No sé si será porque mi padre tuvo tienda, un sobrio y humilde negocio de tejidos con el que sacó adelante a mi familia, pero siempre he sentido un afecto inquebrantable por las tiendas de barrio. En ellas veo fragmentos de una etapa inocente y feliz de mi existencia: de alguna manera son trozos de mi vida en los que resucito estampas de otra época. En el fondo somos una íntima fusión de colores, sabores, aromas y sonidos procedentes de espacios y tiempos diferentes que conforman la esencia de nuestra identidad. Y mi modo de ser y sentir la realidad se fraguó en los años primeros de mi infancia en un barrio sencillo, amable y cuasi mágico de mi pueblo natal que hoy vuelvo a revivir en el popular barrio cordobés que habito, Ciudad Jardín, que, aun siendo más ampuloso y habitado, despide en esencia la misma familiaridad y el encanto sublime de aquel donde fui niño. Uno siente que el tiempo es un frágil boomerang o un elíptico rayo de sol que nos posee y, después de alejarse, vuelve a entrar en nuestra consciencia reviviendo las voces, los días, los lugares, los seres queridos que ya no están aquí y, sin embargo, nos siguen conteniendo. A veces camino por la calle donde vivo o cualquiera de las adyacentes y, al pasar junto a una tienda sencilla (frutería, carnicería o comercio de tejidos) tengo la sensación de que regreso a una edad de mi vida más cálida e inocente. Son los mismos olores y sonidos de mi ayer: el aroma feliz de los plátanos canarios que flotaba en la tienda de mi tía Isabel Arévalo (la amable y dulcísima hermana de abuela Matilde) o la voz de María, mujer de Andrés Esquinas, una campánula suave y cristalina envolviendo su tienda feliz de comestibles a la que yo acudía casi a diario.

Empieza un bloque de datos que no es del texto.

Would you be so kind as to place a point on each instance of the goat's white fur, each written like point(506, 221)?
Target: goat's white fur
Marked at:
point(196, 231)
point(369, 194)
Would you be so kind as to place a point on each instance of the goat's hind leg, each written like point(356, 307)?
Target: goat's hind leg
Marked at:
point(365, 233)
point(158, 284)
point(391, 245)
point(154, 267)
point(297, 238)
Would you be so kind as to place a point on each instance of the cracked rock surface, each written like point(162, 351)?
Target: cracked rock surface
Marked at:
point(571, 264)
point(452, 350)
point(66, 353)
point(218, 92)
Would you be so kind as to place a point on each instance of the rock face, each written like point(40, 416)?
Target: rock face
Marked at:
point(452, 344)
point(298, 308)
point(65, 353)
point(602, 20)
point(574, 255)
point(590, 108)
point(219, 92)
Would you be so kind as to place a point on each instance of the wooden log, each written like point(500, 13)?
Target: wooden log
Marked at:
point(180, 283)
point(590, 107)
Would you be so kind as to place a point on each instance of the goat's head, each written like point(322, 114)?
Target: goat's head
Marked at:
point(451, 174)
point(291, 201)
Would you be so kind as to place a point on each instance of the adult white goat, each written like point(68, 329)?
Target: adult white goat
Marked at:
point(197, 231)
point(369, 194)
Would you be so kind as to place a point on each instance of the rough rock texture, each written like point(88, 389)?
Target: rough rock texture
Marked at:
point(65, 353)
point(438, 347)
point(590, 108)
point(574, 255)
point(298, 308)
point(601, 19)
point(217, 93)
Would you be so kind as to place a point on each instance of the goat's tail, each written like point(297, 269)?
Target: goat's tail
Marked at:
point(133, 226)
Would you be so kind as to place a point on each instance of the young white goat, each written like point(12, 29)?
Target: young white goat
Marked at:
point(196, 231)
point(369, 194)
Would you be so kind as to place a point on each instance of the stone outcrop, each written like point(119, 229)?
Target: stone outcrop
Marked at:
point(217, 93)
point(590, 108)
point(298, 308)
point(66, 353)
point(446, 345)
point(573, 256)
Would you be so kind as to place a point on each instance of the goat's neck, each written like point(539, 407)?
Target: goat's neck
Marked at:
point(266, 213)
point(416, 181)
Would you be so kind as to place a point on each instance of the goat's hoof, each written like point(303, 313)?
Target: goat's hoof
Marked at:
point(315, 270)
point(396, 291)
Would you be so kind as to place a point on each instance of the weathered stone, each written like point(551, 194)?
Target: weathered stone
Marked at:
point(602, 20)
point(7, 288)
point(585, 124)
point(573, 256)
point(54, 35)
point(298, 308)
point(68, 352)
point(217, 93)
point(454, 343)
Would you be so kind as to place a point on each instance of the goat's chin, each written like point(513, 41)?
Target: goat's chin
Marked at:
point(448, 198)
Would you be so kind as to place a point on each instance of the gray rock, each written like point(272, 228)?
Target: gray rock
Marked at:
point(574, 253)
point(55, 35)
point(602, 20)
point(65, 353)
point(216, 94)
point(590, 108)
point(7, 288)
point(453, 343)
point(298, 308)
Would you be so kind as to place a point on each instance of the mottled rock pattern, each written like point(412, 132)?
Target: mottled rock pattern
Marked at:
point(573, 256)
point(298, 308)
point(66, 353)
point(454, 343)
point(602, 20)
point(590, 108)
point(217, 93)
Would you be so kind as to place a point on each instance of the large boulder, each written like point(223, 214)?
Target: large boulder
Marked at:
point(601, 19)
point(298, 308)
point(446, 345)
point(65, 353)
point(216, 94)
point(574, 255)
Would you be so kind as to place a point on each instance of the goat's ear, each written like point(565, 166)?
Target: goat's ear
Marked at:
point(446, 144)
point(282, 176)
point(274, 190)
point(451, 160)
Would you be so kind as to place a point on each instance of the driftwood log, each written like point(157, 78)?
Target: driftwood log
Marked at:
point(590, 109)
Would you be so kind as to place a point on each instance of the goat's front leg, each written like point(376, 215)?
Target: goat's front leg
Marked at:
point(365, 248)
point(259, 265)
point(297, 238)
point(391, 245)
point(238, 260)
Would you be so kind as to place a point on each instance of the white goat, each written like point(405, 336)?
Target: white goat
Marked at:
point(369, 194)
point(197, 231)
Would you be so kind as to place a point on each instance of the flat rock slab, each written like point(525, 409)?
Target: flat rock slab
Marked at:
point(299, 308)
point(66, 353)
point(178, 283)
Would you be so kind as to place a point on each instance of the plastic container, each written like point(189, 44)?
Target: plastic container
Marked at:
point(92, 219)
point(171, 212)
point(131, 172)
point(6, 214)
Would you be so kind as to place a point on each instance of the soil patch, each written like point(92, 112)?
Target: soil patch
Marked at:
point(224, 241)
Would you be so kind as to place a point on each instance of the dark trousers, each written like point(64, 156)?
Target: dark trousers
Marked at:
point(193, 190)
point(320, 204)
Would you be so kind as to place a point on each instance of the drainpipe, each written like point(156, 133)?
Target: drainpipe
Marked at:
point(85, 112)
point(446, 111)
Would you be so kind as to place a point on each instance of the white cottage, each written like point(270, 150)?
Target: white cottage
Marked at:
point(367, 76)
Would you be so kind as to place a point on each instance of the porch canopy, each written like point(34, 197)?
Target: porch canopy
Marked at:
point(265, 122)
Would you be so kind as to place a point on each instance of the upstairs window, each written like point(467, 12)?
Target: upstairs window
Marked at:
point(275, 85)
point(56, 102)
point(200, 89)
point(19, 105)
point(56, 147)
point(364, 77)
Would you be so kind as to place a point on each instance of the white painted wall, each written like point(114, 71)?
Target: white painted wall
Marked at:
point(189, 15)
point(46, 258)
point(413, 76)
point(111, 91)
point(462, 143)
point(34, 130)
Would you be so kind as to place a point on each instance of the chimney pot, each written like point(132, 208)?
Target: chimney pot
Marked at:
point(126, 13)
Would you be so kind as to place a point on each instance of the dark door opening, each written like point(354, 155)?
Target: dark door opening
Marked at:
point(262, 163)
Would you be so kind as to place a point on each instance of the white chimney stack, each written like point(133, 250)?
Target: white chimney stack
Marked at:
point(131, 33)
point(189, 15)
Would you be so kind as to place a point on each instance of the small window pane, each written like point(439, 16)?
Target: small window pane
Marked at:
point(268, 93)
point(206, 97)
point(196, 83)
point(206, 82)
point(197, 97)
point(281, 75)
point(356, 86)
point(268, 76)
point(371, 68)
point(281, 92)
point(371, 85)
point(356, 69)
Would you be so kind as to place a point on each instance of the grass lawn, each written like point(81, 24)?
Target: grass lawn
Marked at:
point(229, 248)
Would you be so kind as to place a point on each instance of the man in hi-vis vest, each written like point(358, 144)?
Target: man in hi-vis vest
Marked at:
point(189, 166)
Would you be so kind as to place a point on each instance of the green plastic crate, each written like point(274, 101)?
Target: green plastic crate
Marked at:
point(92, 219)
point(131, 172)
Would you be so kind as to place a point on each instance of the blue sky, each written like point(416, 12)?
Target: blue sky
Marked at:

En ambos lugares me sentía como en casa: en su aire flotaba un sosiego vespertino que dulcificaba todas las tristezas; pero hoy ya no existen, desaparecieron. Igual que lo hicieron el bar de Tetuán, la bodega de Emilio, la barbería de Ramón o la zapatería de Rafael Quintana, rincones y estancias donde aún sigue existiendo una parte de mí que, aunque no me abandonó, vuela hacia allí como un vencejo herido. Viejas tiendas de barrio, como la de mi padre, llena de retales de felpa y muselina, de ovillos de lana y cajitas de cartón repletas de hebillas o botones nacarados sobre los que aún reposa mi inocencia. Dulces tiendas de barrio que desaparecieron, como un día lo harán, algunas de ellas ya lo han hecho, las más tiernas, sencillas y amables de mi calle, devoradas por el turbión tosco e insensible de las superficies umbrías, gigantescas, donde todo se vuelve amorfo e impersonal, con precios muy bajos, imposibles de batir por los comercios y negocios más humildes. En la calle primera que viví al llegar a Córdoba, la Previsión, había un local pequeño donde una mujer muy tierna y muy sensible atendía a los clientes con un afecto insoslayable que te hacía sentir ese grato bienestar que nos suele acoger cuando entramos de visita a la cálida casa de un familiar querido. Yo iba a comprar con frecuencia a aquella tienda, en vez de acercarme a dos hipermercados que quedaban aún más cerca de mi domicilio. Me gustaba adquirir embutido, algo de fruta, latas de conserva, en fin, cualquier cosilla que pudiera ayudar a la economía familiar de aquella mujer tan dulce y tan afable. Un día, sin embargo, tuvo que cerrar la tienda por una triste incidencia familiar y yo sentí un hueco umbrío en mi interior, pues, sin poderlo evitar, recordé el cierre de aquellos comercios sencillos y diminutos que, a diario, pisé en los días de mi infancia antes de que los cosiera un fiero olvido y languidecieran dentro del silencio. Cuando vuelvo a pasar por la calle Previsión, con cierta frecuencia, miro hacia el local y, de alguna manera, se adhiere a mi mirada un velo plomizo de melancolía. Y es que las tiendas de barrio van cerrándose, se van clausurando lo mismo que los cines que, en otro tiempo, habitaron esta ciudad vaciada por dentro y volcada al exterior, hacia los extrarradios grises y gélidos donde moran y se alzan las grandes superficies que tanto fomenta el voraz capitalismo que apoya a los grandes hundiendo a los más débiles.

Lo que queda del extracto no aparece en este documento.